December 21, 2006 at 12:21 pm 17 comments

As promised earlier, I am posting this recipe for Alu Vadi (Steamed Colacasia/Taro leaf rolls).I made these almost 10 days ago and never got the time to post them. My little one keeps me busy most of the time when I am back from work. Earlier he would go to sleep by 8 -8:30 in the night and I would get some free time to blog .Now-a-days he puts me to sleep! Most of the times I doze off while trying to put him to sleep.Even to take a photograph before I leave to work has now become tricky. He gets his own plate and says ‘Mama Phofo!’ So first we take photos of his plate and then mine. Then sometimes he has the whim to click the photos! (You can see some of my pics not so artistic-that’s our joint effort!)

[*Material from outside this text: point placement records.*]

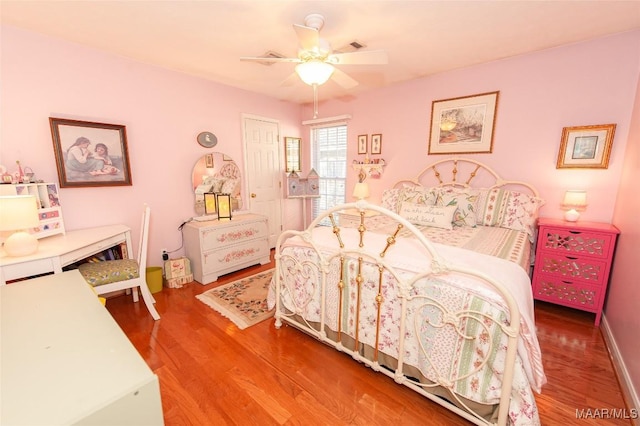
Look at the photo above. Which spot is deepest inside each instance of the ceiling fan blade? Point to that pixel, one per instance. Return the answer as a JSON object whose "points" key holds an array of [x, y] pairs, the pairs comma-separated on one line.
{"points": [[268, 59], [367, 57], [307, 36], [343, 80], [291, 80]]}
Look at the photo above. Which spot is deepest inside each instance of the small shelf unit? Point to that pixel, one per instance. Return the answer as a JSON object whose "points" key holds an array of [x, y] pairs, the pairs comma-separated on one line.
{"points": [[49, 209]]}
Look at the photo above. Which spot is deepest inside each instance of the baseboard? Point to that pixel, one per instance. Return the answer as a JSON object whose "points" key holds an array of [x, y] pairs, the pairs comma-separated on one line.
{"points": [[628, 392]]}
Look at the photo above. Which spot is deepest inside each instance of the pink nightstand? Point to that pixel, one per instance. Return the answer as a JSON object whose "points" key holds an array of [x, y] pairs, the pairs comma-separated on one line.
{"points": [[573, 261]]}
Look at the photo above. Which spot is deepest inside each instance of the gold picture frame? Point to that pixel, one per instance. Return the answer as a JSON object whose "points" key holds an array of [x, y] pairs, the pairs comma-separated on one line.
{"points": [[376, 144], [586, 147], [463, 125], [362, 144], [90, 154], [223, 204], [209, 203]]}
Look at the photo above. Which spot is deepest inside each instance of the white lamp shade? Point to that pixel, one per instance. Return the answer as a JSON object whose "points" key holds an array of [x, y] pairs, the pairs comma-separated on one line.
{"points": [[361, 190], [19, 213], [314, 72]]}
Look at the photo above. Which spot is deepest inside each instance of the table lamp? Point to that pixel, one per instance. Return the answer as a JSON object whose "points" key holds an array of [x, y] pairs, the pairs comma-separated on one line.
{"points": [[18, 213], [361, 190], [574, 201]]}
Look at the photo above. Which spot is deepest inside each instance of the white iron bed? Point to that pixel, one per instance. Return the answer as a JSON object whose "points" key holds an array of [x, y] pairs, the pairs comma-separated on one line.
{"points": [[454, 325]]}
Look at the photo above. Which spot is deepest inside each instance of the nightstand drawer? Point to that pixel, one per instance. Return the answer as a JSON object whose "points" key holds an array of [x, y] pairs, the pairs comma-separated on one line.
{"points": [[229, 256], [576, 242], [573, 268], [566, 292], [216, 237]]}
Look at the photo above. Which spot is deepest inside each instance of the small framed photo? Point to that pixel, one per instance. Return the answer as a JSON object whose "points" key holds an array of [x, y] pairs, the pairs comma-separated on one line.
{"points": [[463, 125], [362, 144], [376, 144], [223, 202], [208, 161], [586, 146], [209, 203], [90, 154]]}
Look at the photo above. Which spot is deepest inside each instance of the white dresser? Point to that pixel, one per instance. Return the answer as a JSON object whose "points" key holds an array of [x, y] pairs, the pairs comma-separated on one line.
{"points": [[218, 247], [66, 361]]}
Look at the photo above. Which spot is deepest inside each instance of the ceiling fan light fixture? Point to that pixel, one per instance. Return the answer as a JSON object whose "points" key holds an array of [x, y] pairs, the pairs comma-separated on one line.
{"points": [[314, 72]]}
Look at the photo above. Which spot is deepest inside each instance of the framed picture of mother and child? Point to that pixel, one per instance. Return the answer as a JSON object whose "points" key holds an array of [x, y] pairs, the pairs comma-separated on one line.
{"points": [[90, 154]]}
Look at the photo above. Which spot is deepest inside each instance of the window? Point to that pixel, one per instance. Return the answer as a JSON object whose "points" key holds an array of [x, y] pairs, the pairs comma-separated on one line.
{"points": [[329, 159]]}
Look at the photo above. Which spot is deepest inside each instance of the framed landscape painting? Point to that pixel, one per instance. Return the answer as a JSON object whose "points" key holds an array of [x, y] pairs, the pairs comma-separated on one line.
{"points": [[463, 125], [90, 154], [586, 146]]}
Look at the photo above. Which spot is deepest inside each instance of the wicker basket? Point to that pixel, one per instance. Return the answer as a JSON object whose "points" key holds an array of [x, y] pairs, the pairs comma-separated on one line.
{"points": [[177, 272]]}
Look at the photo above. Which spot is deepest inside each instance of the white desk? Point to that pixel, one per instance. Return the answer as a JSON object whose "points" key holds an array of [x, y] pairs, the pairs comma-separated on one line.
{"points": [[61, 250], [64, 359]]}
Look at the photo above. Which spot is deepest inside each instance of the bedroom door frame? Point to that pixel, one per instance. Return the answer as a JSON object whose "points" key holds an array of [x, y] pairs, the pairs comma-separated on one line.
{"points": [[263, 170]]}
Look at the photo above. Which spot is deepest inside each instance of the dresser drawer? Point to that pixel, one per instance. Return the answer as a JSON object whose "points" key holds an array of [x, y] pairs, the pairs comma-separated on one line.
{"points": [[576, 242], [574, 268], [215, 237], [230, 256], [566, 292]]}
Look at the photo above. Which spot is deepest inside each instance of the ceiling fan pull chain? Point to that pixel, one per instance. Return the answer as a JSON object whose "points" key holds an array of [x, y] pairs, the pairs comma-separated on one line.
{"points": [[315, 100]]}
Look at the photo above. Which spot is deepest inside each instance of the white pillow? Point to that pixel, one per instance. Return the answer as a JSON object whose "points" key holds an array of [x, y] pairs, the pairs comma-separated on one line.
{"points": [[435, 216]]}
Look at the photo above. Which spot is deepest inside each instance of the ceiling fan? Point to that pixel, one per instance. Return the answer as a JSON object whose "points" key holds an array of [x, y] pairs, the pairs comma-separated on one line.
{"points": [[316, 60]]}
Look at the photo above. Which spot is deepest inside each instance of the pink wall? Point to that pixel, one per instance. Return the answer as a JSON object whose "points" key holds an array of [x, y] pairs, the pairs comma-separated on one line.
{"points": [[540, 93], [581, 84], [163, 112], [624, 292]]}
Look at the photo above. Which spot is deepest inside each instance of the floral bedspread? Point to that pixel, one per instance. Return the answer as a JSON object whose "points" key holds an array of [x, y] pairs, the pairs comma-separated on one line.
{"points": [[504, 243], [437, 352]]}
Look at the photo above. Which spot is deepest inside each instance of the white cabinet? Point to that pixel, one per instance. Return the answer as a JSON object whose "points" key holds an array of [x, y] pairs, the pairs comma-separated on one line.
{"points": [[49, 210], [66, 361], [218, 247]]}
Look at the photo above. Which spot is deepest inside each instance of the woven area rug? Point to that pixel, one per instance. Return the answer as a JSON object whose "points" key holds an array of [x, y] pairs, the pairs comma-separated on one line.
{"points": [[244, 301]]}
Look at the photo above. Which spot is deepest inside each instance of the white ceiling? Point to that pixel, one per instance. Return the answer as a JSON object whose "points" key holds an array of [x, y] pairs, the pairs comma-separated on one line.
{"points": [[206, 38]]}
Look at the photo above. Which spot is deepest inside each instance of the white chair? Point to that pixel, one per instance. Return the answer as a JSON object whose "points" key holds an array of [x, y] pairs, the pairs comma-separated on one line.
{"points": [[122, 274]]}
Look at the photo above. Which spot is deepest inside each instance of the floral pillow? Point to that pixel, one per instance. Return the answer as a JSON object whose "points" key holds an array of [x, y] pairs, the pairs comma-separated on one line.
{"points": [[464, 199], [421, 214], [508, 209], [418, 195]]}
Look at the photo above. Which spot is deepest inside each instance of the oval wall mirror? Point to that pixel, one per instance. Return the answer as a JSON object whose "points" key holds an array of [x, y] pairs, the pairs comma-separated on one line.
{"points": [[216, 172]]}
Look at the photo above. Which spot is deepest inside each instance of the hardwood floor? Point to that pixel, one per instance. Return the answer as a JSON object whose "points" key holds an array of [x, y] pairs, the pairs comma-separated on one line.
{"points": [[213, 373]]}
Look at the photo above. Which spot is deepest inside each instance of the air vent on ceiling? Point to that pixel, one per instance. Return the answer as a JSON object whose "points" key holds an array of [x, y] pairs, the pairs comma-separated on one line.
{"points": [[270, 54]]}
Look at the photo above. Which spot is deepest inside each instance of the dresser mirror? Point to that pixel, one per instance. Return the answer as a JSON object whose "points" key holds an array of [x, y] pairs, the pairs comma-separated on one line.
{"points": [[216, 172]]}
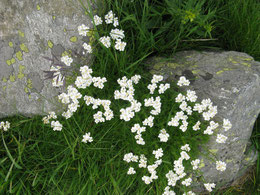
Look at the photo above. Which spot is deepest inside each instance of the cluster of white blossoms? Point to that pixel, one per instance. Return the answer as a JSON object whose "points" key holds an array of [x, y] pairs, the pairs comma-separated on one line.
{"points": [[127, 93], [4, 125], [87, 138]]}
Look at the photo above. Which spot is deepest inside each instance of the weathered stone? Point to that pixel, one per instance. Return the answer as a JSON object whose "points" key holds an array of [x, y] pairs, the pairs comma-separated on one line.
{"points": [[30, 31], [231, 81]]}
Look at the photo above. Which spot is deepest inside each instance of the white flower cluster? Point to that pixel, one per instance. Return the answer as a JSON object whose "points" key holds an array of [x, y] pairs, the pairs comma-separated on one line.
{"points": [[163, 135], [138, 130], [4, 125], [108, 114], [87, 138], [127, 93]]}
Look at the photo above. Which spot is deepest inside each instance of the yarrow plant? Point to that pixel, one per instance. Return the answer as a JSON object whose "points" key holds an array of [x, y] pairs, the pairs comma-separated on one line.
{"points": [[142, 123]]}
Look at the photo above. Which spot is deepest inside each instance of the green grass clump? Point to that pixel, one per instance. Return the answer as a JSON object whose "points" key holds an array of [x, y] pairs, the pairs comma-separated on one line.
{"points": [[37, 160]]}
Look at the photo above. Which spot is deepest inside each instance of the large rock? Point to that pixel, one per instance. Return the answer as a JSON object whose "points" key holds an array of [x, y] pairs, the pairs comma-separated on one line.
{"points": [[29, 31], [231, 81]]}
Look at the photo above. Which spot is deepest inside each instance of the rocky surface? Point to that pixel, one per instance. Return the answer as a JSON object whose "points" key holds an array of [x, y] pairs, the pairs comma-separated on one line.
{"points": [[30, 31], [231, 80]]}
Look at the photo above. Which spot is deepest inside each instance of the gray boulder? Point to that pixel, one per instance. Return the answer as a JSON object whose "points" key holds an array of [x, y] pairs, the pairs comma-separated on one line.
{"points": [[30, 31], [231, 80]]}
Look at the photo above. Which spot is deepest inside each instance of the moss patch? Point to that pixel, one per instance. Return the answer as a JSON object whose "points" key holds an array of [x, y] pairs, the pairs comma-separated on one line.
{"points": [[50, 44], [24, 48], [74, 39], [20, 74], [21, 34], [12, 78], [19, 55], [11, 44]]}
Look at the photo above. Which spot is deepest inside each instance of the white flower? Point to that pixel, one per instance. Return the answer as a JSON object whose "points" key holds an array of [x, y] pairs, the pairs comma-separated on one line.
{"points": [[109, 17], [186, 182], [131, 171], [97, 20], [158, 153], [226, 124], [66, 60], [163, 135], [117, 34], [87, 138], [120, 45], [87, 47], [56, 125], [183, 81], [105, 41], [209, 186], [220, 166], [221, 138], [83, 29], [186, 147]]}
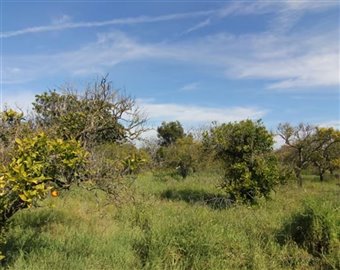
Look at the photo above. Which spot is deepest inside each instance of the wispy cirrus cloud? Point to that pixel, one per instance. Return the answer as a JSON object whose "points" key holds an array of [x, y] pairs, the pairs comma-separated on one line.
{"points": [[198, 26], [63, 25], [190, 87], [288, 12], [187, 113], [293, 61]]}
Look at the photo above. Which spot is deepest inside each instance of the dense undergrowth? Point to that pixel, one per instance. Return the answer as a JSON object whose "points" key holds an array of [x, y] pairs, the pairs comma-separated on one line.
{"points": [[169, 224]]}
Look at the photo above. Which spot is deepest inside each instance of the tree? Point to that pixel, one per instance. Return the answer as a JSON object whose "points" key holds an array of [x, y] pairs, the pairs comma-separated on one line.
{"points": [[246, 150], [327, 157], [170, 132], [183, 155], [309, 146], [100, 114]]}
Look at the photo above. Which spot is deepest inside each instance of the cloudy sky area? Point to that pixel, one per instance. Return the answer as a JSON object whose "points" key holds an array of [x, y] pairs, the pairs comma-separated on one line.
{"points": [[195, 62]]}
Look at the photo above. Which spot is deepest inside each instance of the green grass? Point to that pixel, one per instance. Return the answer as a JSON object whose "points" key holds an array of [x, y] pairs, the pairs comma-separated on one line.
{"points": [[168, 224]]}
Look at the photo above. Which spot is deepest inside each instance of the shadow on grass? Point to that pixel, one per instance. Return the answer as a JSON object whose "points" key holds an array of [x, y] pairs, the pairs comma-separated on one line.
{"points": [[214, 201], [23, 233]]}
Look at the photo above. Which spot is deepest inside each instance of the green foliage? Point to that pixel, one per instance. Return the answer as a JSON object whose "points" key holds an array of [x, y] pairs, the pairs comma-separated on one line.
{"points": [[170, 132], [316, 228], [38, 163], [183, 156], [83, 231], [327, 155], [245, 147], [111, 163], [100, 115]]}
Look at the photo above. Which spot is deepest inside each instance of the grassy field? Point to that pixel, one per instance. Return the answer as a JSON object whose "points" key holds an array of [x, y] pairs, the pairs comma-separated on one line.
{"points": [[163, 223]]}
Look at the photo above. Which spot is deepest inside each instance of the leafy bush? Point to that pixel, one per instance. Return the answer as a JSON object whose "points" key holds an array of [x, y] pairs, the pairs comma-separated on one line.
{"points": [[38, 164], [182, 156], [316, 228], [246, 150]]}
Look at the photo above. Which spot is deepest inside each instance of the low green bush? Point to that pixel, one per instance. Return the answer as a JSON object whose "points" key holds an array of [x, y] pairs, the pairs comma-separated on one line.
{"points": [[316, 228]]}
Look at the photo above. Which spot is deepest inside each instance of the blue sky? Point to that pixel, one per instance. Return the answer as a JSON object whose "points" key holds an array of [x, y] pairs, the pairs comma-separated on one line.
{"points": [[192, 61]]}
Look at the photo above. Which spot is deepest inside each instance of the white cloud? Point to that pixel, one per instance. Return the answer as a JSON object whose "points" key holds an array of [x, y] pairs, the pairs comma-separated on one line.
{"points": [[21, 100], [334, 124], [295, 61], [198, 114], [291, 62], [63, 25], [190, 87], [63, 19], [198, 26]]}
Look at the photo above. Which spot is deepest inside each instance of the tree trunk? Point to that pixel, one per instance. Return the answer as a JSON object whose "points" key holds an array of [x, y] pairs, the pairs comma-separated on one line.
{"points": [[298, 176], [321, 173]]}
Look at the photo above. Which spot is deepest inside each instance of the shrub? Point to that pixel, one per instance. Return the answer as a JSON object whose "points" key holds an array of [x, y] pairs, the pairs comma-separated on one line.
{"points": [[38, 164], [316, 228], [246, 150]]}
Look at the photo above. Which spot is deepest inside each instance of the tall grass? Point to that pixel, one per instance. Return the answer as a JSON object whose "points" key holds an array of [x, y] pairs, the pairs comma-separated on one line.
{"points": [[169, 224]]}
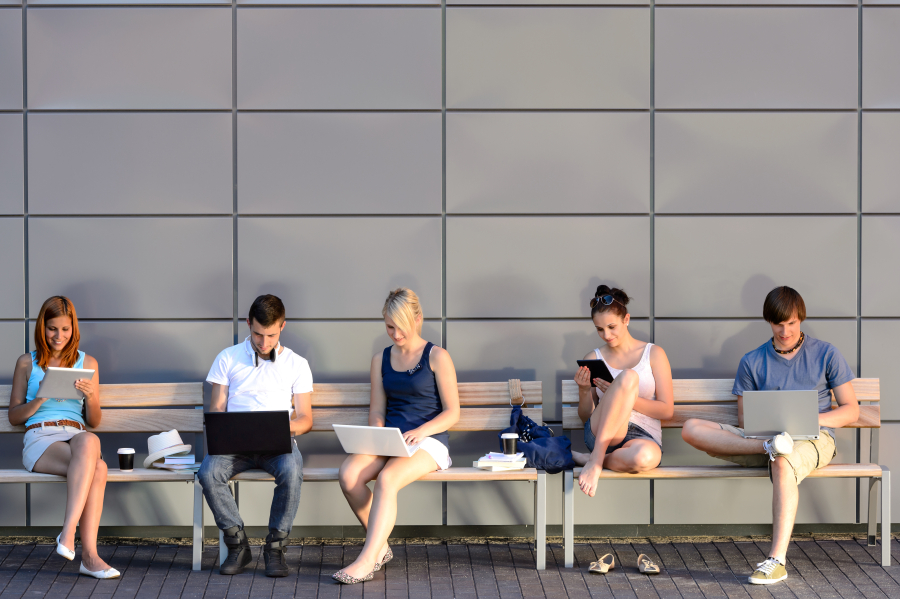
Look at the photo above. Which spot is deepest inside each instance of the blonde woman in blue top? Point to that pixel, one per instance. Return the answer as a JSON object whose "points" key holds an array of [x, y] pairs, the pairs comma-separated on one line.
{"points": [[56, 441]]}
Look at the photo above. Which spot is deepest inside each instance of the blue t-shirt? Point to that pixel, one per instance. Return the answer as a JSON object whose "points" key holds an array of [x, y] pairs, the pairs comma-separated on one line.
{"points": [[818, 365]]}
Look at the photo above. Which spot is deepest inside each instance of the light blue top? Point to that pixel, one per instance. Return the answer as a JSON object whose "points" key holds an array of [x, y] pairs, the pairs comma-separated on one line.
{"points": [[52, 409], [818, 365]]}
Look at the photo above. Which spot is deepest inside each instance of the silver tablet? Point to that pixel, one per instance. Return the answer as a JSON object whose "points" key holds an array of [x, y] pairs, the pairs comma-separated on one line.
{"points": [[59, 383]]}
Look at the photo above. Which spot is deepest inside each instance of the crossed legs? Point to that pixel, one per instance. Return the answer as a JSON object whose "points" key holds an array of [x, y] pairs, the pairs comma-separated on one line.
{"points": [[609, 423], [711, 438], [79, 461], [377, 511]]}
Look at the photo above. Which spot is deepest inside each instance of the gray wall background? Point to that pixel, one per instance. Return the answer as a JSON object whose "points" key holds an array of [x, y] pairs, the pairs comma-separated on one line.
{"points": [[163, 165]]}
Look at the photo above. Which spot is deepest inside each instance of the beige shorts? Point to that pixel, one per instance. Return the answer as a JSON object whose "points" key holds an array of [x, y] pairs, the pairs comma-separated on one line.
{"points": [[37, 440], [806, 457]]}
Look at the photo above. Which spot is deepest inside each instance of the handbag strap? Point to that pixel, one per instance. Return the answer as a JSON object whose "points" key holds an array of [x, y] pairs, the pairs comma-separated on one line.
{"points": [[515, 392]]}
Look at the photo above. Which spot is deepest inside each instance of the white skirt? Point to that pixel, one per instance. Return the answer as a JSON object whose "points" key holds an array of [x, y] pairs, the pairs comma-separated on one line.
{"points": [[438, 451], [37, 440]]}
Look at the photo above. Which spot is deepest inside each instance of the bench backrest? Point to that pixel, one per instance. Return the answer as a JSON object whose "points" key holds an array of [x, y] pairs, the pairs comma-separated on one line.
{"points": [[711, 399], [137, 408]]}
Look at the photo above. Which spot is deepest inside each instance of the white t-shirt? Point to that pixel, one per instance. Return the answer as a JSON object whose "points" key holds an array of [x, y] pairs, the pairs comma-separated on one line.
{"points": [[268, 386]]}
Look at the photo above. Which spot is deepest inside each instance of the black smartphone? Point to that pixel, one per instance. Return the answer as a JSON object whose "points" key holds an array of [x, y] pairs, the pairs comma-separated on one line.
{"points": [[598, 370]]}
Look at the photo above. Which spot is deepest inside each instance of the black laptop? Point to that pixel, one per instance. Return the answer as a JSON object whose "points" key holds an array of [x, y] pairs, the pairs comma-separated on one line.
{"points": [[230, 433]]}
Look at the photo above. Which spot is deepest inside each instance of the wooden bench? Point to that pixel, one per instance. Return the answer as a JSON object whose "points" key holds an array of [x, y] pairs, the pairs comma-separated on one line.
{"points": [[711, 399], [135, 408], [484, 407]]}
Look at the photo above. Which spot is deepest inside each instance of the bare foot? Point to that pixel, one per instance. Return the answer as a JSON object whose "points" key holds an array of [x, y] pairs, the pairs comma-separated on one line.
{"points": [[580, 458], [590, 474], [94, 563]]}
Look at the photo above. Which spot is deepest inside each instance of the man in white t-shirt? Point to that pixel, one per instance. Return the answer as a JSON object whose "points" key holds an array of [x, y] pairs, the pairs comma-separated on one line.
{"points": [[259, 374]]}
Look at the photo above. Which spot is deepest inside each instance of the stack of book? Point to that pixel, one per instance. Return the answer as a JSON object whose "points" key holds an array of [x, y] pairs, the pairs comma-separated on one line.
{"points": [[495, 462], [179, 461]]}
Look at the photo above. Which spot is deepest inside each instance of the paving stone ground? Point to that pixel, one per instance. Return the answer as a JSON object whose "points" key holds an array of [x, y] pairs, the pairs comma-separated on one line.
{"points": [[692, 569]]}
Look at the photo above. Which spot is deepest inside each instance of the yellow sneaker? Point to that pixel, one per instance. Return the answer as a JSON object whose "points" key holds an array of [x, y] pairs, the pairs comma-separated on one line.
{"points": [[768, 572]]}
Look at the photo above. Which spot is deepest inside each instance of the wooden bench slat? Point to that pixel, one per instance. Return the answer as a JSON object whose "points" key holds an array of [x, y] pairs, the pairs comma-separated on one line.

Anyways I am trying my best to keep blogging come what may….someday both of us will write a post together too!

Coming back to Alu Vadi,-Alu in Marathi, Arbi in Hindi and Colocasia/Taro in English. We have these plants in our kitchen garden. Alu is a very hassle free plant. It only needs good amount of water- not much pampering is required.We make curry (Alu chi Bhaji) from the Alu leaves or Alu Vadi (Steamed rolls). Both are delicious though I prefer the Vadi more.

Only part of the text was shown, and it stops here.